Author: Stacey Arsenault
Have you ever wondered: “what’s all the buzz about gratitude?” We’ve got you covered! Our brain is like velcro for those negative moments. They stick in our mind even when we don’t want them to. When it comes to those positive moments, our brain is like a strainer, they slip on through. This is why it’s important to take the time to focus on the good so those positive moments stick. When you actively create a gratitude practice, it can lead to a more positive attitude and joyful life.
What does a gratitude practice look like? It can take many different shapes and it’s important to find a way that works for you. What’s most important is that you take ACTION and create a routine versus just acknowledging that gratitude is important. Here are some ideas to get you started. Keep in mind that you don’t need a grand magical moment to practice gratitude. Being grateful is being aware of those small moments that you appreciate.

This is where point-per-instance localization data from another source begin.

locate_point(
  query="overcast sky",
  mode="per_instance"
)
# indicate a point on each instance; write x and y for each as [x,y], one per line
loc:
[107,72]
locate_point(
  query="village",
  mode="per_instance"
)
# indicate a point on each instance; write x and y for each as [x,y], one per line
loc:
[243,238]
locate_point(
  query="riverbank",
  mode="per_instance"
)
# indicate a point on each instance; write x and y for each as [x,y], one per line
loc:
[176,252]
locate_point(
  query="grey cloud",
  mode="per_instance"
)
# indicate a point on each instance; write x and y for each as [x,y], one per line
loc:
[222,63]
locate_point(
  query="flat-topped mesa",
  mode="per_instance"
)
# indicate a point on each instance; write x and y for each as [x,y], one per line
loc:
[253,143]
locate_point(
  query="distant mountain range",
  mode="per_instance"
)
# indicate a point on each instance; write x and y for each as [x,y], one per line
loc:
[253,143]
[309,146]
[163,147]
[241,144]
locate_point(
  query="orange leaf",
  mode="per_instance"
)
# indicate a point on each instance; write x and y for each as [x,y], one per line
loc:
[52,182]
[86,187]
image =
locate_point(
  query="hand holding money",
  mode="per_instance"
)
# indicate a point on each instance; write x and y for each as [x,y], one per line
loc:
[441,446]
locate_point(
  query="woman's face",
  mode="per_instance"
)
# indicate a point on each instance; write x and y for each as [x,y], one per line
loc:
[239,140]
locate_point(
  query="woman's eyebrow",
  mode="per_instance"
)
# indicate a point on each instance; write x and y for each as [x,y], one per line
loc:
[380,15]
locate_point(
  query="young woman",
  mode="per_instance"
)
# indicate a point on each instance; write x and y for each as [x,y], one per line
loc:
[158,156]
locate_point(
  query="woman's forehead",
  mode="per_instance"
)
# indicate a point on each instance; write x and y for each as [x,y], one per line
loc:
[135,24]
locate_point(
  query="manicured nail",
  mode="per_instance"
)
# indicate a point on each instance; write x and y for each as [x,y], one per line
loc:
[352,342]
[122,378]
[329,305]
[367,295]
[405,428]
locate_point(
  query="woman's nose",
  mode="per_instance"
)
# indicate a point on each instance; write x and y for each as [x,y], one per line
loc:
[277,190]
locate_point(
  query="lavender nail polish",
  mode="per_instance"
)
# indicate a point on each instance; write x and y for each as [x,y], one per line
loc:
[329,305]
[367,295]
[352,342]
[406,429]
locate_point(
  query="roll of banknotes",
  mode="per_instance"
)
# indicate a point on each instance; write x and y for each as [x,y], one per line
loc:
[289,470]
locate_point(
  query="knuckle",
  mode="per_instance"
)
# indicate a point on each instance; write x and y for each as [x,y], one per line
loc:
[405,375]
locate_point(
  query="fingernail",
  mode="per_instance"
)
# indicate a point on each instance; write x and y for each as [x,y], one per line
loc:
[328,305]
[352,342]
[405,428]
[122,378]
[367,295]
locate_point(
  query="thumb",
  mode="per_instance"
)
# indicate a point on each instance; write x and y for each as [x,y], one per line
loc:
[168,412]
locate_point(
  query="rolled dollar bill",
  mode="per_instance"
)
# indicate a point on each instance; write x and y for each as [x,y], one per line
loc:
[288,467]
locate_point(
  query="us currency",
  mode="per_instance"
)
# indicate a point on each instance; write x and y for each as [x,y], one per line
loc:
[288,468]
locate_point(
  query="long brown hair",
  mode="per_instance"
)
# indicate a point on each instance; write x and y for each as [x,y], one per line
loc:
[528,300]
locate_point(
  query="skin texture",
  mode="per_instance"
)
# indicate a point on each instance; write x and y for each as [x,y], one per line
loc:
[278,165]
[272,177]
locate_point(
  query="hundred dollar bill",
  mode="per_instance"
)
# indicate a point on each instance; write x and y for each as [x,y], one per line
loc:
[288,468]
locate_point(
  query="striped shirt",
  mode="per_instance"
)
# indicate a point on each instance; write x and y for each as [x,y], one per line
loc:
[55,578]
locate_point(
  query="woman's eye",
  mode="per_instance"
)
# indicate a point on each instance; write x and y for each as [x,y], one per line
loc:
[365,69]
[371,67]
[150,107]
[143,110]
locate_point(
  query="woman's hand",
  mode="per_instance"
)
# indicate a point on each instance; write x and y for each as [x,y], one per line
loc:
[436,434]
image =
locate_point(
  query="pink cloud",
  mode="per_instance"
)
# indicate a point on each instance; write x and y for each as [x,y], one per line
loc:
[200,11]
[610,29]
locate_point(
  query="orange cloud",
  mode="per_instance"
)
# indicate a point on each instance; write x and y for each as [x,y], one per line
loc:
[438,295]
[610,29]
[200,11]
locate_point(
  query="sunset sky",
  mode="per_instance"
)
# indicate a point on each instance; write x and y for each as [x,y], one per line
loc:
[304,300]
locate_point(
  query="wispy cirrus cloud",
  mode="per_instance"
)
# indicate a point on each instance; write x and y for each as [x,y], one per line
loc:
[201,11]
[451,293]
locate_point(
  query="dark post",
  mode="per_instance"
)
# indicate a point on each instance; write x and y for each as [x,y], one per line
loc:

1. Reflect! A great way to end your day is to acknowledge what happened that you’re grateful for. You can write them in your journal, tweet them, or share them with a loved one.
2. Take mini gratitude break. Stop mid-day and reflect on what’s going well so far. This can be a great way to help turn your day around if you’re having “one of those days” or help keep the positivity going if it’s been a great day.
3. Snap it! Maybe you’re more of the creative type, or you want to spice up your gratitude practice. Make it your goal to take one picture each day of what you’re grateful for. Turn it into a grateful treasure hunt, and be on the search for the good in your day! Then, post your pictures on Instagram, turn them into a collage, or drop them in a folder and take a peek at the end of the month. Get creative with it!
4. Make it a family event. Add your gratitude practice to the family dinner table (or another family time). Take turns sharing with your family members what you’re grateful for that day. It can be a great way to discover what happened in your family’s day. When sharing with others, it can be really meaningful to add additional gratitude about a family member to help foster a sense of community and kindness (ex. I really appreciated it when you helped me when I was running late this morning).
5. Make mental picture. When you catch yourself in a really great moment that you appreciate, take a moment to savor it by creating a mental picture. Close your eyes and picture exactly what you’re experiencing, what you smell, and how you feel. Soak in the moment!
What kind of gratitude practice would work best for you? Experiment and see which method fits your lifestyle.